Terkait permasalahan tersebut, Menteri Sosial Agus Gumiwang Kartasasmita yang membuka rapat koordinasi bantuan sosial pangan tersebut menyatakan selaku Mensos ia berkomitmen untuk menggelar karpet merah bagi keterlibatan Bulog dalam pemenuhan kebutuhan pangan tersebut.
"Saya yakin dengan mekanisme pemasaran Bulog di bawah Buwas,Perum Bulog akan bekerja secara optimal dalam penyaluran BPNT.Jangankan 70 persen, 100 persen kami welcome, jangan kan di daerah terpencil, daerah-daerah yang memang relatif lebih mudah kami juga sampaikan agar Bulog bisa berpartisipasi," kata Mensos.
Mensos mengatakan, Bulog akan ditunjuk sebagai manajer suplai yang akan mengkoordinasikan pendistribusian beras di elektronik warung gotong-royong (e-Warong) dan juga dapat merangkul pihak swasta untuk memenuhi kebutuhan pangan tersebut.
Sementara itu Buwas mengatakan, keterlibatan Bulog bukan terkait masalah keuntungan tapi terkait dengan peran pemerintah untuk bertanggung jawab terhadap kontrol dan menjamin kualitas beras yang sampai ke masyarakat penerima bansos.
Transformasi bantuan pangan dimulai dari operasi pasar pada 1998 lalu berubah menjadi subsidi raskin pada 2002 yaitu transformasi subsidi pangan dari program darurat ke program perlindungan sosial. Pada 2013 Kementerian Sosial menjadi Kuasa Pengguna Anggaran program subsidi raskin.
Selama 19 tahun pelaksanaan, subsidi Raskin/Rastra dinilai oleh banyak kalangan masih belum memenuhi prinsip 6T yaitu tepat sasaran, tepat jumlah, tepat harga, tepat waktu, tepat administrasi, dan tepat kualitas.
Hasil kajian Bank Dunia (2012 dan 2014) dan KPK (2014) menyebutkan berbagai masalah dalam pelaksanaan program antara lain ketidaktepatan sasaran, ketidaktepatan kuantitas beras yang diterima, dan kualitas beras yang buruk.

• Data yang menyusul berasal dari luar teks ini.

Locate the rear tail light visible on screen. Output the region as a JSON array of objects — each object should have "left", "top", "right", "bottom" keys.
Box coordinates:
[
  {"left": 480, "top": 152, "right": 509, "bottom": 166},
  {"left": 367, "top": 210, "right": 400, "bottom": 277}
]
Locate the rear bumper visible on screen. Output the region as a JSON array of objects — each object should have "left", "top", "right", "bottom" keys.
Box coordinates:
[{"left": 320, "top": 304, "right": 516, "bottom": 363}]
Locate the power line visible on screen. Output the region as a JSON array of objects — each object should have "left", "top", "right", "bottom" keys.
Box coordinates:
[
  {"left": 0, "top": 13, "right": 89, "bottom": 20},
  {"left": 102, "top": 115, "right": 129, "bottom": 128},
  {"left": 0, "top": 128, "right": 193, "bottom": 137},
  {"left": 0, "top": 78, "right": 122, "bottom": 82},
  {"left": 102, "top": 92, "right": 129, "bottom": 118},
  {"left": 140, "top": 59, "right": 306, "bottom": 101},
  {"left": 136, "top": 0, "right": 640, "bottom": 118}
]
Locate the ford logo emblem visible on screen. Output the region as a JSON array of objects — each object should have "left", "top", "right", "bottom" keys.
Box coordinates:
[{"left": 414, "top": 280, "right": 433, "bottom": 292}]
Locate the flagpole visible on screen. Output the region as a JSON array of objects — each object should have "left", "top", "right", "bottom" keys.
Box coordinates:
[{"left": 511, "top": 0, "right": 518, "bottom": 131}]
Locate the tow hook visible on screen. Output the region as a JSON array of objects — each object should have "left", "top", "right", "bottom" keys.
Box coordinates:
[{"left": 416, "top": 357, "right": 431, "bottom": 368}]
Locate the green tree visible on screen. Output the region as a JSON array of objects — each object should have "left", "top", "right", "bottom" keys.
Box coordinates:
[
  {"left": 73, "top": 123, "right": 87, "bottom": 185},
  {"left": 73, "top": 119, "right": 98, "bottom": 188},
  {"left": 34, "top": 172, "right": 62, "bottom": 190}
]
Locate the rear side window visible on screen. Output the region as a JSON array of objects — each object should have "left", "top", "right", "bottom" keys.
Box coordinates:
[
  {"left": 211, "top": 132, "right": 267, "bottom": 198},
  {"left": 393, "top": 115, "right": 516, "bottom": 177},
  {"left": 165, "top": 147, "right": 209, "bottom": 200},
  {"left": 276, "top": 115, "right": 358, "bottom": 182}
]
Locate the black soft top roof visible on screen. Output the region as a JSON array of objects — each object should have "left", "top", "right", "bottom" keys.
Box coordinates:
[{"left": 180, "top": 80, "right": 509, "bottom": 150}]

KPK bahkan menginventaris sembilan modus penyelewengan yaitu data sasaran target yang tidak valid, distribusi fiktif, penggelapan beras, harga tebus beras yang lebih mahal dari seharusnya, pengurangan jatah beras, indikasi suap kepada petugas di lapangan, pemberian beras kepada masyarakat yang tidak berhak, dan penggelapan uang tebus beras.
Dalam rangka meningkatkan efisiensi dan pemenuhan prinsip 6T, pada Ratas tentang Penanggulangan Kemiskinan dan Ketimpangan Ekonomi tanggal 16 Maret 2016, Presiden memberikan arahan agar di tahun 2017, penyaluran Rastra dilakukan melalui kupon elektronik (e-voucher) agar tepat sasaran dan mudah dipantau.
Lalu bertransformasi menjadi Subsidi Rastra ke BPNT secara Bertahap di 44 Kota, Subsidi Rastra di 470 Kab/Kota pada 2017. Mekanisme subsidi dialihkan seluruhnya menjadi Bantuan Sosial Pangan pada 2018.